Despite the closed air louvers, UFT chapter leaders were told by the union that teachers can re-enter the building, according to an email obtained by Gothamist/WNYC, noting that the HVAC system in the building was working properly. But a day later, the UFT inexplicably reversed course.

“The fact that they went through the effort of sending in people initially earlier in the summer, declared that they were very concerned about the building and then a few days before we were supposed to go in say, ‘the building’s fine, clear for occupancy’ and then the day before we’re supposed to report say, ‘actually no, the building is not fine and it’s so bad that you’re not even going to return there two weeks later. It betrays a horrendous lack of transparency,” said a teacher from the High School of Arts and Technology who wanted to remain anonymous out of fear of retaliation from the union. “That is not good for any organization, let alone the union.”

The UFT has not responded yet to questions about why teachers were told the HVAC system was working properly.

The ventilation memos produced by the union are internal documents and not shared with the public. But what public school parents are able to see are ventilation reports compiled by the DOE. These reports are checklists of whether classrooms have windows that open, and supply and exhaust fans that work. Caravanos says it is a good start but not enough for a parent to make an informed decision about whether to send their child back to school.

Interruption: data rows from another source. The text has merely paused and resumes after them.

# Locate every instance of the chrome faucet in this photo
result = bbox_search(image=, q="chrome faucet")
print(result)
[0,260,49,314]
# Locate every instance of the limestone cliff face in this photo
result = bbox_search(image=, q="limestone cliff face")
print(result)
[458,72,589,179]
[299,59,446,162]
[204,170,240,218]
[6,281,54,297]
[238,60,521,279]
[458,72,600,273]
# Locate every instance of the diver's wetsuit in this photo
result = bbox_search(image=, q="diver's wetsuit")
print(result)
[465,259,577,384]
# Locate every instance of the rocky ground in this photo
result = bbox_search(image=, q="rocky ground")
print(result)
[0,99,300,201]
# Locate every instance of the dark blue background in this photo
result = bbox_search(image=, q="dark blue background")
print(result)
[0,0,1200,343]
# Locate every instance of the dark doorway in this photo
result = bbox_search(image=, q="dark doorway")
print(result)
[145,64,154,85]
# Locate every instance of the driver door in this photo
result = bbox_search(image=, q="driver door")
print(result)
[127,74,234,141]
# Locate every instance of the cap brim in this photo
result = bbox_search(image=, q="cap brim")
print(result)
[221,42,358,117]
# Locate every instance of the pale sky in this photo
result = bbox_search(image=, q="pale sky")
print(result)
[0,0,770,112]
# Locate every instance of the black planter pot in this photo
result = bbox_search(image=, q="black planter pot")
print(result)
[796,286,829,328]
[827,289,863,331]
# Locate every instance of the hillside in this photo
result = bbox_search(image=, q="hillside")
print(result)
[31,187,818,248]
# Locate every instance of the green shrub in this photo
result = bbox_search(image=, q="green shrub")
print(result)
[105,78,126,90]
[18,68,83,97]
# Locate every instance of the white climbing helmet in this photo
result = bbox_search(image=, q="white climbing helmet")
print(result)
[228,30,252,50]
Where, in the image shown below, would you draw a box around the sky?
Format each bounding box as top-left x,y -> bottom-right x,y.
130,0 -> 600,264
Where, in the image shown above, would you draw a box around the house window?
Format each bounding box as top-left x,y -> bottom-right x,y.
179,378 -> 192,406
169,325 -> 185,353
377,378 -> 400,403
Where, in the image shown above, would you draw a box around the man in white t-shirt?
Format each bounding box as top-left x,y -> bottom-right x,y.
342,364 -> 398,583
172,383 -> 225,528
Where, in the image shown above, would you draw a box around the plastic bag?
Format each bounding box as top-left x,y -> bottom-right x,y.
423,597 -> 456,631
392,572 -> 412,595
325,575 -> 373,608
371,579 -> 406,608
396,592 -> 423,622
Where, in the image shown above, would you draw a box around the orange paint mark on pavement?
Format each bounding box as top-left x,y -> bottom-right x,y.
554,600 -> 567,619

He says a critical factor in determining whether a school is receiving proper airflow is determining whether the air coming into a building is recycled or fresh, the latter being more important. The air should also be replaced at least four times per hour. This is called the airflow exchange rate. The DOE has said it is not measuring airflow rates but providing schools with HEPA filters and CO2 detectors to determine whether air circulation is sufficient or not.

“The City is taking aggressive action to make schools and classrooms safe by [September] 21st – or they will not be used,” wrote DOE spokesperson, Nathaniel Styer, in a statement. “We are working in conjunction with our labor partners to ensure that schools have functional ventilation, PPE, and the resources they need to practice social distancing and good hygiene. No one action is sufficient to stop the spread, but taken together these necessary precautions can safely reduce the risk of transmission inside our schools.”

Older school buildings will rely heavily on open windows for ventilation. Caravanos said this can be problematic because sometimes the atmospheric pressure in a building can be pushing air out instead of allowing fresh air to come in.

"When you open a window, air can actually leave the building if it's very hot in the room and it's cold outside. And the opposite can also happen where you open a window and air is blasting into the room," said Caravanos. "So just having a window open is very hard to ascertain the exchange rate. But one can argue if it's opened by a couple of’s probably doing a decent job recirculating the air."

At the MLK Jr. Educational Campus, there are no windows to open. A UFT spokesperson said the ventilation system will probably need extensive work and the DOE is bringing in an outside firm to evaluate how to fix it.

For principals at the large school complex, that means they are back where they started, asking the DOE to allow their students to learn remotely, from home.